The efficiency and efficacy of VoiSentry lies in the fact that the algorithm has been designed to detect and verify users in noisy environments, and to take into account differences in acoustic properties, that may come from room reverberation, background noise, and distance from the microphone.
Acoustic properties may also be affected by the hardware that is picking up the signal, which may have built-in enhancements, such as gain control, dynamic equalisation, noise suppression, and other automatic signal processing. This is quite common on mobile phones.
Therefore, wearing a mask can have little to no impact on the verification and authentication process, meaning that contactless forms of verification and identification can continue to be deployed to great effect. This enables companies, products and services to gain a competitive edge in customer service situations where voice channels are available, and where the identity of the caller is critical to a business model.
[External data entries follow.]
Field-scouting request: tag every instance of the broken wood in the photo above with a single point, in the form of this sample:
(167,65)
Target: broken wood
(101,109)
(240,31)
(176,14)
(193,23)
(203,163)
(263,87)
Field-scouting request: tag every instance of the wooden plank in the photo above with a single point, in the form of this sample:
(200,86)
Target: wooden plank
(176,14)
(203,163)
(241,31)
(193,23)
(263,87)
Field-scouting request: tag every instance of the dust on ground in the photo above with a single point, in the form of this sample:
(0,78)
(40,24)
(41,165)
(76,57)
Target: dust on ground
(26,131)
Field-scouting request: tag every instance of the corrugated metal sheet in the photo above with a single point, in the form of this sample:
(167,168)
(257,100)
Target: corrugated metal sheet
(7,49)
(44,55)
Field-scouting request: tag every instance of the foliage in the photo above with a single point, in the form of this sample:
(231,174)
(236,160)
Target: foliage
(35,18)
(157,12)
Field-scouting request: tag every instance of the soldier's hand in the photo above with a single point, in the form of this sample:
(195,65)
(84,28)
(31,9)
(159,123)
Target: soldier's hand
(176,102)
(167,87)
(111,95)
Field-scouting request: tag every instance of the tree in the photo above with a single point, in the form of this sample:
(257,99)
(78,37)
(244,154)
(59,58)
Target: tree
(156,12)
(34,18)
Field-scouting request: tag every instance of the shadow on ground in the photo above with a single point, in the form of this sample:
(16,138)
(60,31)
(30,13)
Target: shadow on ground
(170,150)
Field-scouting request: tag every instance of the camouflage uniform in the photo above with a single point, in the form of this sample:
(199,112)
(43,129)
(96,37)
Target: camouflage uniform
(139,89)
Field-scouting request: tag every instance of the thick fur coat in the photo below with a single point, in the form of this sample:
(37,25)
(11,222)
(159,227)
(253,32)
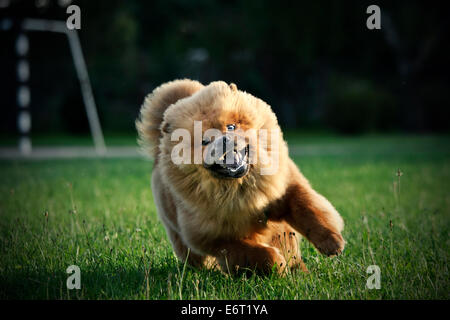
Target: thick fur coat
(252,222)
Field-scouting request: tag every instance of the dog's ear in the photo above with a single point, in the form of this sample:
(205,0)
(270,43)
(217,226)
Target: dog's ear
(165,127)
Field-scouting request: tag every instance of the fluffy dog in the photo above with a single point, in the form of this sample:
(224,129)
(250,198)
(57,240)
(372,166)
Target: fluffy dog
(229,214)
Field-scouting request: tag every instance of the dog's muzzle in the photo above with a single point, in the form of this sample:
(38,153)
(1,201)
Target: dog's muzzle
(228,157)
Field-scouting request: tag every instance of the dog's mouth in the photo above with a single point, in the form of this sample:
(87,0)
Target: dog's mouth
(231,164)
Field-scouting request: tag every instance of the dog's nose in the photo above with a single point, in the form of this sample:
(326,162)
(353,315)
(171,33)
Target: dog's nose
(228,143)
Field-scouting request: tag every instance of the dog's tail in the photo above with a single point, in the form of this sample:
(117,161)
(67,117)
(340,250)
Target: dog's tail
(155,104)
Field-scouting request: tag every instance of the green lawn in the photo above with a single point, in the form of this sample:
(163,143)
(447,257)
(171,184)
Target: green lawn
(101,217)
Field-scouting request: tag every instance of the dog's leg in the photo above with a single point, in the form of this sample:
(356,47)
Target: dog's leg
(314,217)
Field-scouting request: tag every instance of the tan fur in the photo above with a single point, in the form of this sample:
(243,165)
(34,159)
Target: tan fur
(249,222)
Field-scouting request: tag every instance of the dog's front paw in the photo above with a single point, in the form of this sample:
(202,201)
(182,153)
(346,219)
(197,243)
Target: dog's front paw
(330,244)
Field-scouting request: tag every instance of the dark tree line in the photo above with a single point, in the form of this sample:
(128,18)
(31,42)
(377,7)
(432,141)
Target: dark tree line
(314,62)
Public perception of the effect of face coverings on a person's speech is somewhat exaggerated because human perception of speech is very much linked to visual perception - being able to see a speaker’s mouth move as well as discern body language, and subtle changes in facial movements all goes towards facilitating easy communication.
Fortunately for Voice Biometrics, algorithms and their performance, that is to say, matching a voiceprint to a user’s voice, operate on a highly attuned mathematical level - rather than psychological or psychoacoustic- and are designed to emulate human perception, and perhaps even improve upon it.
What is interesting is that although we can infer differences visually using a spectrogram to claim a difference in sound properties, the VoiSentry algorithm uses thousands of mathematical frames that operate over and above this dimension of our intuition. Indeed, this is the primary benefit, and some would say, magic of using an AI algorithm- it just works.